Wie Emily Wilson Homer modern machte

Während Wilson darüber nachdachte, wie die Griechen in ihrem Lager erkrankten und die Trojaner hinter ihren Stadtmauern eingesperrt waren, brach die Pest aus Covid zwang ihre fünfköpfige Familie zum Lockdown. Sie wollte die Analogie nicht vorantreiben („Ich hätte nie gedacht: ‚Oh nein – Achilles muss online Lebensmittel bestellen‘“), aber sie war sich bewusst, wie unbeständig die Ausgangssperre sein kann und wie wichtig das Bedürfnis nach Gesellschaft wird. „Man kann sich entweder über die Menschen ärgern, mit denen man zusammenhängt, oder sich hingebungsvoller entwickeln“, sagte sie.

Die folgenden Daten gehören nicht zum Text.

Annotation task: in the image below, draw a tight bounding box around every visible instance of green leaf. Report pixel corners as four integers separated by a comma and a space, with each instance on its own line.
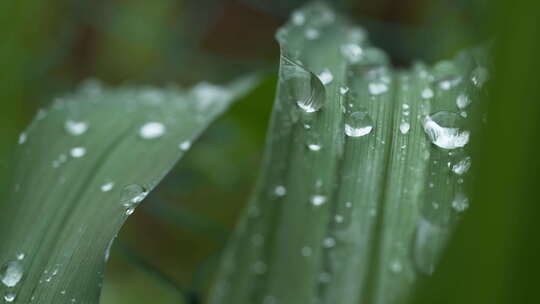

Wilson unterrichtet klassische Philologie und vergleichende Literaturwissenschaft an der University of Pennsylvania und lebt in der Nähe des Campus in einem weitläufigen alten Haus, das sie mit ihrem neunjährigen Partner David Foreman, einem Administrator bei Swarthmore, und ihren beiden schulpflichtigen Töchtern Psyche und Freya teilt . (Ihre älteste Tochter Imogen besucht jetzt das College.) Als wir uns letzten Mai trafen, begrüßte sie mich in Laufkleidung an ihrer Tür. Ich war zuerst von ihrer Jugendlichkeit überrascht, dann von der Üppigkeit ihrer Tätowierungen. „Früher habe ich als Tätowierer nicht gelesen“, erzählte sie mir, als wir uns auf der Terrasse vor ihrem Schlafzimmer niederließen, die in Ägäisblau gestrichen ist. „Wenn man sich an auffälligen Orten tätowieren lässt, verändert das seine Identität.“

Wilsons Tätowierungen wurden sichtbar, als sie an der Ilias arbeitete. Sie beschreiben ihre engsten Beziehungen: zu ihren Kindern; Vorarbeiter; ihre verstorbene Mutter; ihre jüngere Schwester Bee Wilson, die bekannte britische Food-Autorin; plus ein Pantheon griechischer Gottheiten und ihnen heiliger Kreaturen. Die Vögel und Blumen sind Sinnbilder eines zarten Herzens, während das Arsenal an stacheligen Waffen – ein Speer und ein Bogen an ihren Waden, die Gewitterwolken des Zeus auf ihrer Schulter – Zeichen ihres Kampfgeists sind.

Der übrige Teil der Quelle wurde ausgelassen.